Responsibilities
- End-to-End ML Lifecycle: Design, develop, and deploy production-grade ML models using Python and Spark. You will own the full cycle from feature engineering to model monitoring.
- Data Architecture & Pipelines: Build and maintain robust data pipelines within our Databricks environment.
- Exploratory Data Analysis (EDA) & Discovery: Dive deep into large datasets to uncover hidden patterns, anomalies, and opportunities. You don’t just process data; you interpret what it says about our users.
- Statistical Rigor & Hypothesis Testing: Design and execute rigorous A/B tests and multivariate experiments. You will be responsible for calculating sample sizes, p-values, and confidence intervals to ensure product changes are statistically significant.
- Metric Definition: Work with stakeholders to define what "success" looks like. You will translate vague business questions (e.g., "Why is churn increasing?") into measurable data science problems.
- Predictive Modeling & Insights: Beyond production pipelines, you will create ad-hoc models to forecast business trends and provide actionable insights that influence the product roadmap.
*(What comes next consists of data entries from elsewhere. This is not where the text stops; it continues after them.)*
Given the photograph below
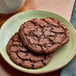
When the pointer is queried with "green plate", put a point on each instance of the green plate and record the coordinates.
(62, 55)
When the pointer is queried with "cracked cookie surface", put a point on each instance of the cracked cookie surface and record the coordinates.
(44, 35)
(25, 57)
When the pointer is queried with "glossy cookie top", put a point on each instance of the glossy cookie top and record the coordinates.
(44, 35)
(25, 57)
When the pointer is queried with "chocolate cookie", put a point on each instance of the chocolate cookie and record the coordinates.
(44, 35)
(25, 57)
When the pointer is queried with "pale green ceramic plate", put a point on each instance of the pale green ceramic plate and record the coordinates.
(62, 55)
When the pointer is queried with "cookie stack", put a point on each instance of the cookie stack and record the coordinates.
(34, 45)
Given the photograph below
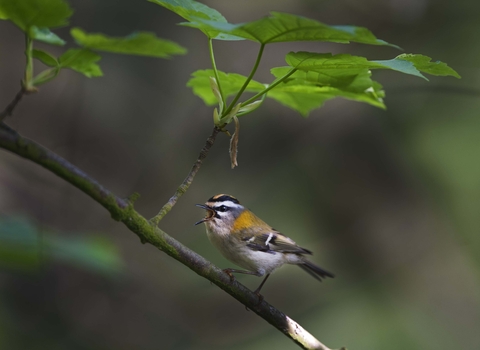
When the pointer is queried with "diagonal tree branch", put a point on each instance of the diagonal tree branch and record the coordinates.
(122, 210)
(188, 180)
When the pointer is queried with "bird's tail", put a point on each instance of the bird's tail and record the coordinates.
(315, 271)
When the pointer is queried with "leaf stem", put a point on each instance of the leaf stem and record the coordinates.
(214, 66)
(188, 180)
(245, 84)
(269, 87)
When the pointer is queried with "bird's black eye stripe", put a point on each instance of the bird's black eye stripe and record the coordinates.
(222, 208)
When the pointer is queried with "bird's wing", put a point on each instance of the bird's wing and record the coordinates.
(270, 241)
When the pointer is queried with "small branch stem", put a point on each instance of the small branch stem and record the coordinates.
(215, 71)
(122, 210)
(188, 180)
(27, 82)
(245, 84)
(11, 106)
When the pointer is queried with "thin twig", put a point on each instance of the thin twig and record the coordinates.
(122, 210)
(9, 110)
(188, 180)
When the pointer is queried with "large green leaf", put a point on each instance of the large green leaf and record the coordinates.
(82, 61)
(45, 58)
(231, 84)
(298, 92)
(39, 13)
(422, 63)
(283, 27)
(139, 43)
(345, 64)
(308, 91)
(190, 10)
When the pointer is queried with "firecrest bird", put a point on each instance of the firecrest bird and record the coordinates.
(251, 243)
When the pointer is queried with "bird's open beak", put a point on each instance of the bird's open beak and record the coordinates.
(210, 213)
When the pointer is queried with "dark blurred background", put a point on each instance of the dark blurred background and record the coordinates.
(388, 200)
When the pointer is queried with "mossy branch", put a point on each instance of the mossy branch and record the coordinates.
(122, 210)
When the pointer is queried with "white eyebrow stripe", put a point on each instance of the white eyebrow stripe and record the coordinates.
(229, 204)
(270, 236)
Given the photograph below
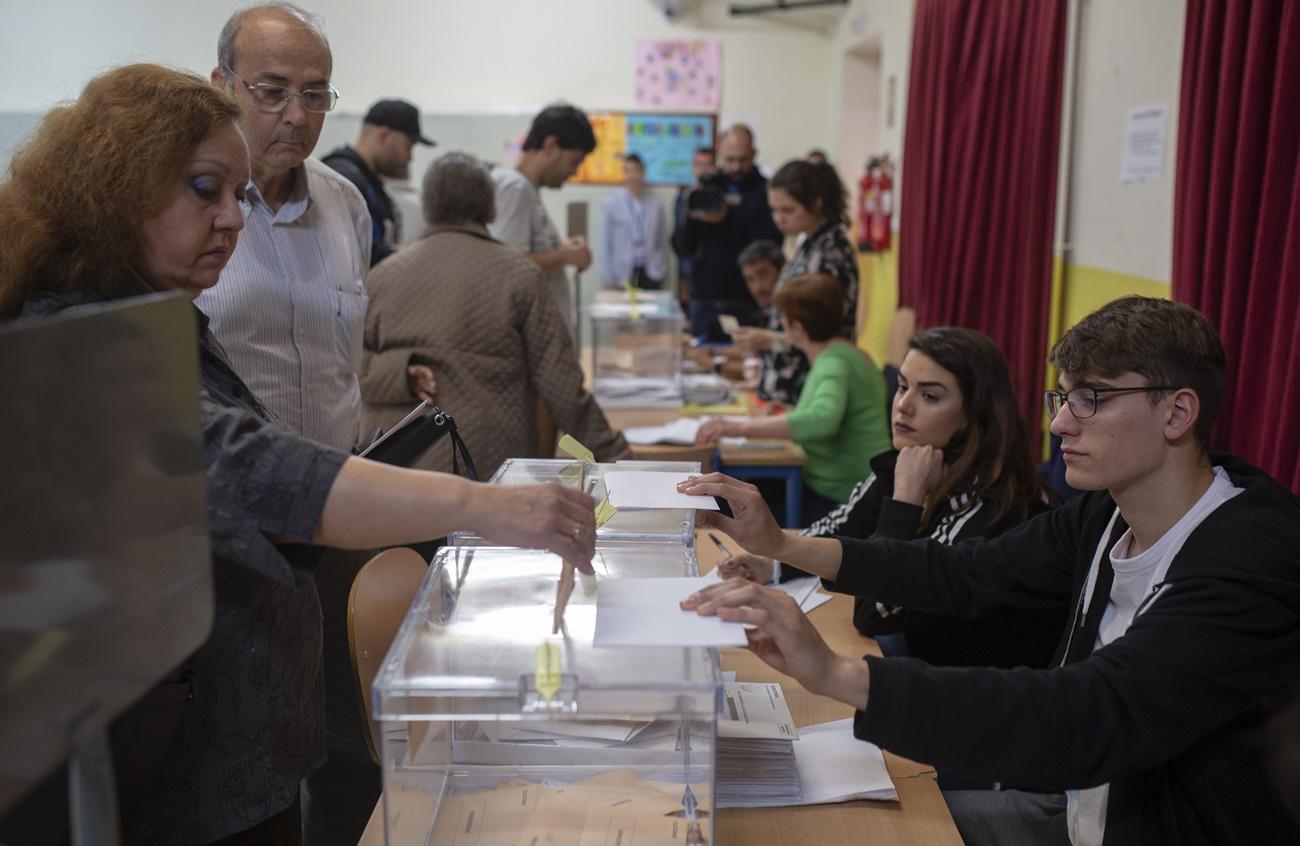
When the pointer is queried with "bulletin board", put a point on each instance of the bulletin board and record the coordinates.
(664, 142)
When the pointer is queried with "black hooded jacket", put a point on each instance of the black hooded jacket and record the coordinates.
(1171, 715)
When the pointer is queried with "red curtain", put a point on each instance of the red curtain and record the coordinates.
(980, 172)
(1236, 215)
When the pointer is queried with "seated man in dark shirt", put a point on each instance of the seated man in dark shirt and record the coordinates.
(1182, 569)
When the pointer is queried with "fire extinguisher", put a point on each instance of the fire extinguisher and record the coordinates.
(866, 203)
(880, 207)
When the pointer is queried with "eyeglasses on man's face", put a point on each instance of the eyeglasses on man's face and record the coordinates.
(1083, 402)
(271, 98)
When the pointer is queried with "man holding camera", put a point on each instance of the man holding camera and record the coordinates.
(726, 212)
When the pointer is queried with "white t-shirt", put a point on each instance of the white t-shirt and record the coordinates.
(1139, 580)
(523, 222)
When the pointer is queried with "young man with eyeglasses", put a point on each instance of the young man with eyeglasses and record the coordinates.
(291, 302)
(1182, 569)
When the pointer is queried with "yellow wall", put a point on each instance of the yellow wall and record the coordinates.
(1077, 290)
(878, 294)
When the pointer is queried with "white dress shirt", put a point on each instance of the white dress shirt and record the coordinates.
(633, 237)
(290, 306)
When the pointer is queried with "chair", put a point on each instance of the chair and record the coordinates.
(381, 595)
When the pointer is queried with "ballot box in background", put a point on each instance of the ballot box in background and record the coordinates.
(636, 348)
(668, 525)
(494, 730)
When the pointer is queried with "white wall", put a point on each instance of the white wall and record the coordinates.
(888, 25)
(443, 55)
(1130, 56)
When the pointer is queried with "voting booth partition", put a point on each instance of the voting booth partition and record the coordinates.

- Data Storytelling: Communicate complex findings through high-quality visualizations and dashboards (using tools like Tableau, PowerBI, or Databricks SQL). You can tell a "story" with data to convince leadership of a strategic direction.
- Product Impact: Collaborate with Product Managers to translate business goals into technical ML objectives. You will be responsible for defining and moving key performance indicators (KPIs) through algorithmic improvements.
- Collaborative Engineering: Work as a peer within the engineering team, applying software best practices (unit testing, code reviews, design docs) to the ML stack.